Willensfreiheit
Pro und Contra
Bericht und Kritik vom Symposium turmdersinne
2004
Freier Wille - frommer Wunsch? Gehirn und Willensfreiheit
von Rudolf Sponsel, Erlangen
(1) Das war ein grundsätzlich betrachtet sehr interessantes und vielfach lehrreiches Symposium zum Thema Willensfreiheit. Zusammenfassungen der Referate und Hinweise kann man der Homepage turmdersinne entnehmen. Der Schwerpunkt meines Berichts wird daher hauptsächlich kritischer Natur sein. Die Atmosphäre war gut, streckenweise scheinen rund 500 TeilnehmerInnen - interessierte Laien, Mediziner-, Physiker-, Psycholog-, Psychiater-, Psychotherapeut-, Neurobiolog-, Philosoph-, Jurist- Theolog- und KognitionswissenschaftlerInnen - aus dem ganzen deutschen Sprachenraum teilgenommen zu haben, was für ein großes Interesse spricht. Das Thema Willensfreiheit ist seit einiger Zeit wissenschaftlich sehr in Mode gekommen, was ein offensichtlich großer Teil der akademischen Psychologie verschlafen hat und nunmehr konsterniert feststellen muß, daß einige große psychologische Themen von anderen Wissenschaften aufgegriffen und ausgearbeitet werden.
(2) Die Auswahl der überwiegend als hochkarätig bewerteten ReferentInnen - allesamt gute Redner- und PräsentierInnen - war etwas einseitig. So fehlten SoziologInnen, PraktikerInnen und wenigstens eine PsychotherapeutIn, aber auch methodenkritische ExperimentalpsychologInnen.

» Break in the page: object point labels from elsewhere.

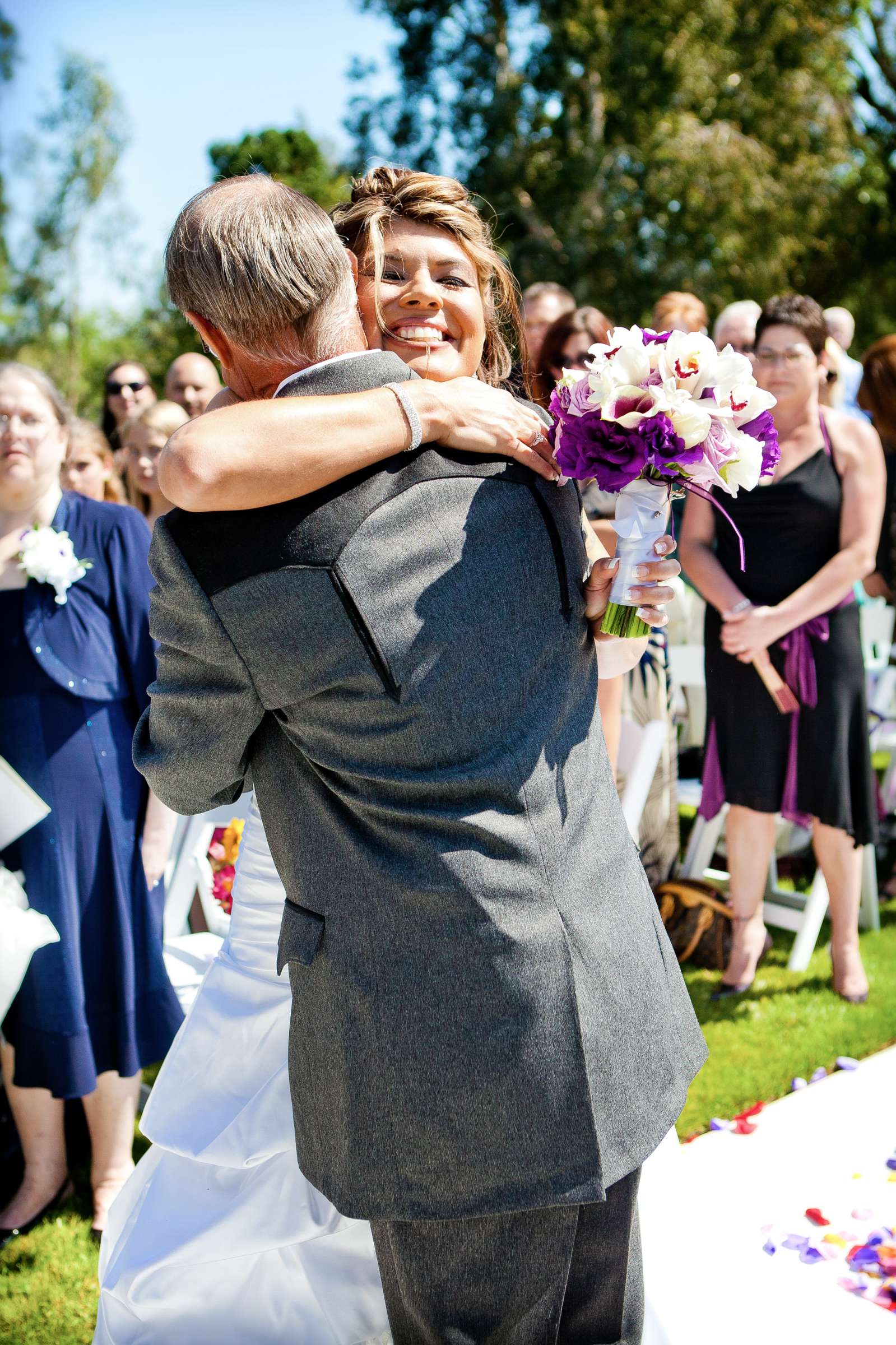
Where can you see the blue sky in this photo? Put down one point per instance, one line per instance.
(189, 75)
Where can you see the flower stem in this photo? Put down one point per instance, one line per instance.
(623, 622)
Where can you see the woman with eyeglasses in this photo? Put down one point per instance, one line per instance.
(810, 535)
(77, 661)
(565, 346)
(127, 391)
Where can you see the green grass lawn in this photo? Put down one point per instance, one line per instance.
(787, 1026)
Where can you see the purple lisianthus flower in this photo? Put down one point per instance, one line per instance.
(763, 429)
(603, 449)
(665, 448)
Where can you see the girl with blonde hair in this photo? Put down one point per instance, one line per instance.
(143, 438)
(89, 467)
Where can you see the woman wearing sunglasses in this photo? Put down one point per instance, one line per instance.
(127, 391)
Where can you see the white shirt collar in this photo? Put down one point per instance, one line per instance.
(291, 378)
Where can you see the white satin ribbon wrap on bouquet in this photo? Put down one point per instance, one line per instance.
(642, 517)
(24, 933)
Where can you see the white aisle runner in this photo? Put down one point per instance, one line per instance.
(704, 1205)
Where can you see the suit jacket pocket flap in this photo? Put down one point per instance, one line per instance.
(300, 935)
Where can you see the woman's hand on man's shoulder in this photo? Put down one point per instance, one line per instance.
(472, 418)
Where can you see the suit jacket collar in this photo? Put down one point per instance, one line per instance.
(373, 369)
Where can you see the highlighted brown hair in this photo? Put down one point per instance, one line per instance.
(388, 194)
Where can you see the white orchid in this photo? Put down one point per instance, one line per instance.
(744, 402)
(690, 358)
(743, 472)
(690, 419)
(629, 404)
(623, 355)
(49, 557)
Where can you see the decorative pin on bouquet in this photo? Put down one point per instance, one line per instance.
(660, 412)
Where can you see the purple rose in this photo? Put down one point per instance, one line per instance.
(763, 429)
(603, 449)
(665, 448)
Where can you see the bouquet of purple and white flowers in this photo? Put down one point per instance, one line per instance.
(656, 412)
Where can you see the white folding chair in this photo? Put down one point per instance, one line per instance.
(800, 912)
(689, 688)
(189, 956)
(876, 624)
(192, 871)
(641, 747)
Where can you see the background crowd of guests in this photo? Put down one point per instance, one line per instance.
(96, 1008)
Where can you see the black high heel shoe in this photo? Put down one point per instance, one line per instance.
(727, 992)
(64, 1194)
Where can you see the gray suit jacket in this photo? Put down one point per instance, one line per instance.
(488, 1013)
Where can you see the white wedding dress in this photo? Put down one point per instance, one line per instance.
(217, 1238)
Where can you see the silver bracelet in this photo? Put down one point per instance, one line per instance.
(411, 416)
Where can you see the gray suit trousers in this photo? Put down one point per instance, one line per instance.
(565, 1276)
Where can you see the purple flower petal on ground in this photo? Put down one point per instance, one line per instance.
(763, 429)
(609, 452)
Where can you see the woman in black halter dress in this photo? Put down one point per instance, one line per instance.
(809, 536)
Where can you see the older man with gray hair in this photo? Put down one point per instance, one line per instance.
(841, 326)
(736, 326)
(490, 1028)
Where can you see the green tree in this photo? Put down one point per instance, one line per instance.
(77, 152)
(8, 57)
(291, 156)
(629, 150)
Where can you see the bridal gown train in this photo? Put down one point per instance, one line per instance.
(217, 1238)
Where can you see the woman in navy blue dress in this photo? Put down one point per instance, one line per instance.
(96, 1007)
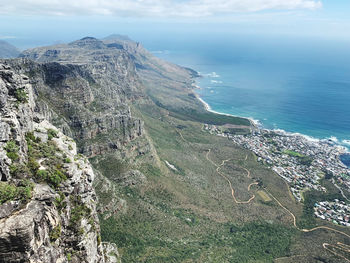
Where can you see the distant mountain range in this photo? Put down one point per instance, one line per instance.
(7, 50)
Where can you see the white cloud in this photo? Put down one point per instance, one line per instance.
(152, 8)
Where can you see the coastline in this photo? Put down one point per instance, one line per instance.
(258, 125)
(254, 123)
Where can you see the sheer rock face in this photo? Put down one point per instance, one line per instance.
(86, 88)
(38, 230)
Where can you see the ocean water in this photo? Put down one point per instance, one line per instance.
(296, 85)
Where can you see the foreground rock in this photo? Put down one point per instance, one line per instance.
(47, 202)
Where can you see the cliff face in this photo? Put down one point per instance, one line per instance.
(7, 50)
(47, 202)
(86, 88)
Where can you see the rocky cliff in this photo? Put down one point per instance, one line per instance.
(7, 50)
(85, 90)
(47, 202)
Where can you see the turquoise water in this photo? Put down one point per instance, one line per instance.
(296, 86)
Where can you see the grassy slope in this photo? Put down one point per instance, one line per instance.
(189, 215)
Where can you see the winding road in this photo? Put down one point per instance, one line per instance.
(339, 245)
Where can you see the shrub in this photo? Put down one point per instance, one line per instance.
(12, 150)
(51, 133)
(11, 192)
(60, 202)
(21, 95)
(55, 233)
(7, 192)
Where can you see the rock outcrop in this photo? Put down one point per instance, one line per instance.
(47, 201)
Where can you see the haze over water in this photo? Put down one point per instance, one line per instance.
(297, 86)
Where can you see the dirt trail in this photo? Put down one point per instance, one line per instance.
(228, 180)
(339, 245)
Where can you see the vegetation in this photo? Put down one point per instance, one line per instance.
(55, 233)
(51, 133)
(53, 174)
(308, 220)
(78, 212)
(21, 95)
(12, 149)
(60, 202)
(11, 192)
(207, 117)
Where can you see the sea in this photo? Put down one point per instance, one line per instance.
(300, 85)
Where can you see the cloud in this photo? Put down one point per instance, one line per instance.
(7, 37)
(150, 8)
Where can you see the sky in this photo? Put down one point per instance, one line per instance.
(28, 23)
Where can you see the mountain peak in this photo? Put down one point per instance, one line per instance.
(88, 42)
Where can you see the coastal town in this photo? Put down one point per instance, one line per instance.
(301, 161)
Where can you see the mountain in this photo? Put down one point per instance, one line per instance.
(7, 50)
(167, 189)
(47, 202)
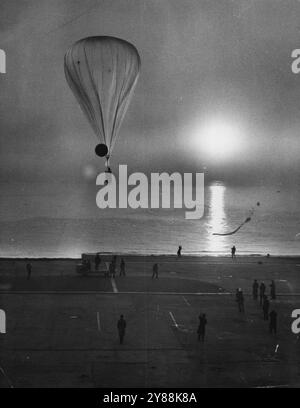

(3) Und sehr enttäuschend war, daß keine einzige ReferentIn sich darum bemühte, "den" freien Willen operational zu definieren und auf dieser Basis experimentelle Entscheidungsversuchspläne zu entwickeln. Den Versuch von Libet kannten natürlich alle, niemand sah sich aber veranlaßt, diesen Versuch im Detail kritisch zu untersuchen. Zumindest von Prinz - "Kritik des freien Willens. Warum es ihn eigentlich nicht gibt, praktisch aber doch" - wäre dies zu erwarten gewesen. Wenn es Experimente gibt, die nach Auffassung der NeurobiologInnen gegen die Willensfreiheit sprechen, so sollten im Prinzip auch solche formulier- und konstruierbar sein, deren Ausgang für die Willensfreiheit spricht. Es scheint aber unter den NeuroscientistInnen niemanden zu geben, der zu klaren operationalen Definitionen und experimentellen Entscheidungsversuchsplänen willens oder in der Lage scheint. So wurschtelt man naturwüchsig irgendwie vor sich hin und verkauft das Ganze auch noch sehr erfolgreich als Wissenschaft. Am meisten verblüfft war ich vom Vortrag von Prinz, zwar glänzend gehalten, in mehrerlei Hinsicht: (3.1) freier Wille wurde nicht operational definiert, (3.2) es wurden keine Wahlexperimente thematisiert, obwohl eine klassische psychologische Definition ja bedeutet, frei heißt auswählen können. (3.3) Ja, Prinz behauptete sogar, der freie Wille sei kein Untersuchungsgegenstand der Wissenschaft Psychologie. Damit nimmt er dogmatisch vorweg, was er doch eigentlich kritisch untersuchen und belegen sollte. Ich konfrontierte ihn daher in der Diskussion mit einem 'Life-Experiment WAZ' (oBdA):
Linken Arm heben {ich zeige es und hebe den linken Arm}sei Wappen, rechten Arm heben {ich zeige es und hebe den rechten Arm}bedeute Zahl in Simulation Ich möchte nun einen Münzwurf simulieren, sagen Sie bitte Wappen oder Zahl." Professor Prinz entscheidet sich für "Zahl". Ich tue daraufhin gar nichts, und sage dies auch mit den Worten: "Ich habe meine Meinung geändert" und dies sei Ausdruck meiner Willensfreiheit. Prinz: "Schwer zu beurteilen. Da kann man viel dazu sagen." |
Prinz faßte seine Position in eine sehr eindrucksvolle Metapher,
als er fragte: "Hat der Mensch Räder?" und antwortete: "Eigentlich
nicht, praktisch aber doch." ... wenn man ans Rad, Fahrrad und Auto
denkt. Das ist zugegebenermaßen eine sehr schöne rhetorische
und
metaphorische Figur, aber ist es auch eine zutreffende Analogie? Räder
hat sich der Mensch technisch geschaffen, wie ein Werkzeug. Kann die Konstruktion
des freien Willens auch als ein solches Werkzeug aufgefaßt werden?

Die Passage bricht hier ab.